Uncomfortable, or even painful, bumps and blisters filled with liquid form on the skin all over the body in affected individuals. These bumps and blisters are commonly found on joints like elbows and knees, as well as the hairline, back, groin and buttocks. They may itch and burn and be quite debilitating.
The rash may also take the form of scratch-like marks instead of blisters. Dermatitis herpetiformis is a chronic skin condition associated with celiac disease. Flare-ups of dermatitis herpetiformis are often associated with an uptick in the other symptoms of celiac disease as well.
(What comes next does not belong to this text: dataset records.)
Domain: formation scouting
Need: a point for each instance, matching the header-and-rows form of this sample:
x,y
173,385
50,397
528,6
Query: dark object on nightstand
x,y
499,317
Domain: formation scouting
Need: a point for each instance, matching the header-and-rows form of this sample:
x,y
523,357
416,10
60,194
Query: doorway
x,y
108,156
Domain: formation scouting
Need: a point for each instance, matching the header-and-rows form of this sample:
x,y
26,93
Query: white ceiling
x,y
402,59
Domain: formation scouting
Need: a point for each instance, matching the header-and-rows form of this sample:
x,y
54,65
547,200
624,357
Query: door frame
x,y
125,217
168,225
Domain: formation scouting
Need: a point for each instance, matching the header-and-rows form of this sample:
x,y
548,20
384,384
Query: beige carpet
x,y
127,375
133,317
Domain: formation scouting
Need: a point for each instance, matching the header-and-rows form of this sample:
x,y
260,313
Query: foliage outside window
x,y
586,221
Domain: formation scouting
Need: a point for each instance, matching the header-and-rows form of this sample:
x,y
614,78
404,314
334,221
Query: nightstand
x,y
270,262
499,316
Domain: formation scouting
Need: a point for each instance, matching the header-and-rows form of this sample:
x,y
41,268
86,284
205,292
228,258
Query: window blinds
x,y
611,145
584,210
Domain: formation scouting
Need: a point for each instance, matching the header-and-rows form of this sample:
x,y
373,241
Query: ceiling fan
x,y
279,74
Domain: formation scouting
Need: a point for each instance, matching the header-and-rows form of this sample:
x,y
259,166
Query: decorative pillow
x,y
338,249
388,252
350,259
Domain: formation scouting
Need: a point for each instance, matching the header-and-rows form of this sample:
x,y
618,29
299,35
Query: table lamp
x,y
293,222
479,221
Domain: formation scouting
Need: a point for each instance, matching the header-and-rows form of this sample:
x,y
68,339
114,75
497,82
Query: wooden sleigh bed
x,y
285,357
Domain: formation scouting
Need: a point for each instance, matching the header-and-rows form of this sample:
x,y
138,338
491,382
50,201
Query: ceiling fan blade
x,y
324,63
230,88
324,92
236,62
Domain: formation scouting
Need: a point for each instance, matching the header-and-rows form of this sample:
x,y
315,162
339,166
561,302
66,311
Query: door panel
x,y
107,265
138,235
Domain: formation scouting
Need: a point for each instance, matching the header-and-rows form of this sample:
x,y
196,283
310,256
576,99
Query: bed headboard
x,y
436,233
This skin condition usually repeatedly breaks out in the same area of the body time after time, and may be constant or episodic. Small reddish or purple marks may be left behind as the bumps and blisters heal, which can take time to go away.
When and How Does DH Manifest Itself?
Dermatitis herpetiformis is found in people of all ages but generally develops in young adulthood. Men and women are both affected, but men are much more likely to develop DH despite celiac disease being more common in women. DH is diagnosed through a blood test for IgA antibodies and/or a skin biopsy, but doctors who suspect DH will often call for a biopsy of the small intestine to check for celiac disease as well.
Treatment includes antibiotic medications (specifically the antibiotic dapsone) and a strictly gluten-free diet. In some cases immunosupressants may be used. With a gluten-free diet and medication, DH clears up in most patients. It is likely to reappear if gluten is consumed.
Dermatitis herpetiformis is not dangerous in and of itself, but since it is accompanied by celiac disease, people with DH are at risk for a variety of complications including osteoporosis, anemia and every other condition celiacs are at increased risk of. In addition to celiac disease being commonly found in DH patients, autoimmune diseases such as Hashimoto’s thyroiditis, lupus, sarcoidosis and insulin-dependent diabetes are much more common in people with DH.
There is increased risk of certain intestinal cancers, as well. If you have DH your doctor may want to screen you regularly for various autoimmune diseases as well as recommending periodic colonoscopies and/or endoscopies. It is a good idea to consider the presence of DH to be an indicator that your immune system is not functioning properly and that you have an associated autoimmune disease. Anyone with one autoimmune disease is at risk of developing others.
This skin condition is the skin disorder most closely linked to celiac disease. However, keep in mind that other skin conditions such as psoriasis, eczema, hives, acne and alopecia areata have all been connected to celiac disease as well. If you have celiac disease or are gluten-intolerant, a strict gluten-free diet is the best way to ensure the health of your skin as well as the rest of your body.